For many U.S. corporations, the majority of “offshore” profits are really U.S. profits that have been shifted to offshore tax havens in this manner. Most corporations provide very little detail that would indicate whether their offshore profits result from real business operations abroad or from shifting profits (on paper) to tax havens. But, as explained in a previous CTJ report, 47 of the corporations revealed how much they had paid in foreign taxes on their offshore profits, and ten corporations, representing over a sixth of the $1.6 trillion in unrepatriated profits, revealed that they paid practically nothing in taxes to any government on their offshore hoards.2 This, of course, reasonably leads to the conclusion that the profits are stashed in a country with no (or an extremely low) corporate income tax (in other words, an offshore tax haven).

The problem of offshore tax havens cannot be solved by lowering the U.S.’s statutory corporate income tax rate (or even its effective corporate income tax rate). Corporate lobbyists claim that the U.S.’s relatively high tax rate is what drives companies to shift profits offshore and that lowering our rate is the answer. The reality is that reducing the U.S. rate is futile because it will never be as low as the rate of most tax havens (which is zero percent).

Nor can this problem be solved by adopting a “territorial” tax system. In fact, a territorial tax system would increase the incentives for abuse. If allowing deferral of U.S. taxes on foreign profits has already encouraged U.S. multinational corporations to shift profits offshore, then eliminating U.S. taxes on foreign profits would logically increase that incentive.3

The real solution is to eliminate the existing tax incentives to shift profits into tax havens — by repealing deferral.4 U.S. corporations would continue to receive a credit for any foreign taxes they pay, to ensure against double-taxation. But there would no longer be any tax incentive for U.S. corporations to shift profits to a country with a lower tax rate, because the IRS would simply require them to pay the difference between the U.S. tax rate and the foreign country’s tax rate (assuming the latter is lower).

In other words, a U.S. corporation would not benefit from pretending that most of its profits are earned by a post office box in the Cayman Islands. 

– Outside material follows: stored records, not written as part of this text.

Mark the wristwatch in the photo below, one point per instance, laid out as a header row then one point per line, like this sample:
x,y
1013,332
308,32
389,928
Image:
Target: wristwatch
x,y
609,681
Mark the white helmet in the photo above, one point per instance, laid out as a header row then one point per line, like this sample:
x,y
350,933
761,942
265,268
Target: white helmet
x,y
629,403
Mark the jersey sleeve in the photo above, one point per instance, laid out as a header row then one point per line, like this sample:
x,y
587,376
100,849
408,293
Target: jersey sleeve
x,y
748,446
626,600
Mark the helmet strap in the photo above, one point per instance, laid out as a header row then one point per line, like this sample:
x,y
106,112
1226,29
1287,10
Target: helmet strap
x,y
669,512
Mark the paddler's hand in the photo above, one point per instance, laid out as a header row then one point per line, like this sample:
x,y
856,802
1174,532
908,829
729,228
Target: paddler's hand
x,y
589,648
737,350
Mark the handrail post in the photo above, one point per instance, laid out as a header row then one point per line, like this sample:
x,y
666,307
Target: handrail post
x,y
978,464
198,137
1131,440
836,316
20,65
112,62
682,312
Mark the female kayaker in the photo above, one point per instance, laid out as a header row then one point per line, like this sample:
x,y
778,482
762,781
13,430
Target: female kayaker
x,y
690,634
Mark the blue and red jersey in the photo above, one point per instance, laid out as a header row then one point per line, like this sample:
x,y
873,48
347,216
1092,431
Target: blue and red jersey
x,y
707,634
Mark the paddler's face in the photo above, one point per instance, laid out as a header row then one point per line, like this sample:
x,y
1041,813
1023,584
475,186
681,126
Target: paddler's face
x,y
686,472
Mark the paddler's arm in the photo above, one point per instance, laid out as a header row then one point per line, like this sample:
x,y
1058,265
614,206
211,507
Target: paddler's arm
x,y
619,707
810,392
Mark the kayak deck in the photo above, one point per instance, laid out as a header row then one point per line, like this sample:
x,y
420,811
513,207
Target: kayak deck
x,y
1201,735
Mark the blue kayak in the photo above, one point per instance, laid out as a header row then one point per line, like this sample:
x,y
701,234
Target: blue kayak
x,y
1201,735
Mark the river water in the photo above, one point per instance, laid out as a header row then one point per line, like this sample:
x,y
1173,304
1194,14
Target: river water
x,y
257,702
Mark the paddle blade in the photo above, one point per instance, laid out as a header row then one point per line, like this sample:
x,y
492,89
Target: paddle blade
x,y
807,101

1- Citizens for Tax Justice, “Corporate Taxpayers & Corporate Tax Dodgers, 2008-2010,” November 3, 2011, page 10. http://ctj.org/corporatetaxdodgers/

2- Citizens for Tax Justice, “Which Fortune 500 Companies Are Sheltering Income in Overseas Tax Havens?” October 17, 2012. http://ctj.org/pdf/offshoreincome.pdf

3- For a fact sheet explaining these issues, see Citizens for Tax Justice, “Why Congress Should Reject A ‘Territorial’ System and a ‘Repatriation’ Amnesty: Both Proposals Would Remove Taxes on Corporations’ Offshore Profits,” October 19, 2011. http://www.ctj.org/pdf/corporateinternationalfactsheet.pdf For a report with more detail, see Citizens for Tax Justice, “Congress Should End ‘Deferral’ Rather than Adopt a ‘Territorial’ Tax System,” March 23, 2011. http://www.ctj.org/pdf/internationalcorptax2011.pdf

4- A bill before Congress that would repeal deferral is the Bipartisan Tax Fairness and Simplification Act of 2011, sponsored by Senators Ron Wyden (D-OR) and Dan Coats (R-IN). This bill could use significant improvements (for example, it does not generate sufficient revenue) but it would create a system in which U.S. corporations would receive no tax advantage from shifting jobs or profits offshore.